In a broader sense, the same applies to the other ideals of the New Age, like self-sufficiency, renewable energy, a return to primitive wisdom and the rest. They may be valid in themselves, but they tend to place self-satisfaction above the satisfaction of others and in many cases, they are practiced too superficially to eradicate the deep-rooted conditioning we are rebelling against. Terence told us what to do but not how to do it, i.e. “You simply have to turn your back on a culture that has gone sterile and dead and get with the program of a living world and the imagination.” Fair enough, if it were not that we have been shaped by that culture and a token renunciation of it often leads to a cultish iconoclasm rather than a true mastery of ourselves.

I don’t want to sound like those Jewish lefties at City College in the thirties and forties who turned into the neo-con mouthpieces for the most reactionary segments of the United States. But while the advancing years might have blunted its combat edge, I still wield my machete. At the same time, they have given me a bit of perspective, enough to assert that the revolution of my generation has petered out. Or one aspect of it, revolving around the notion that by “raising your consciousness,” a small minority of the enlightened would somehow generate an energy that would spread to uplift the whole world.

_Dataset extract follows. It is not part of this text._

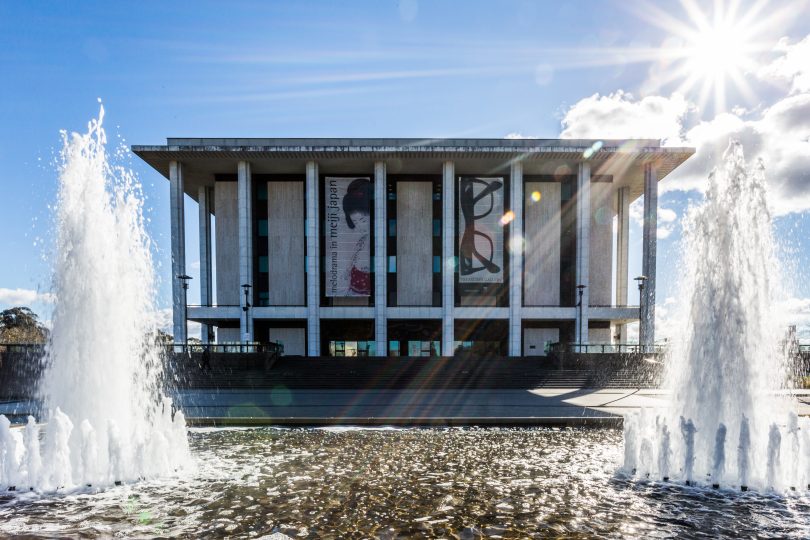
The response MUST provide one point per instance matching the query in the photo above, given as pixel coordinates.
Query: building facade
(405, 247)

It is not only that the corporate world wields so much money and political power that it is unassailable, nor even that it is so clever at manipulating the masses. It is also too insidious, insofar as instead of resisting challenges it cannot halt, it absorbs, distorts and capitalizes on them, with a masterly sleight of hand that deceives many of those who are opposed to it. If Terence McKenna epitomizes those who undermined its premises, I’d choose Richard Branson as his counterpart, the hipster businessman whose cool look and earth-friendly spiel conceals a rip-off artist.

So, in the end, I’m for Terence McKenna. Saul Bellow once wrote that the world is so crazy nowadays, you have to be a little crazy yourself to cope with it. Hence, I find myself in the grip of a love-hate relationship with him, caused by the manner in which he mirrored the wildness of my own thinking, on the one hand, and, on the other, had the courage to take it as far as it could go.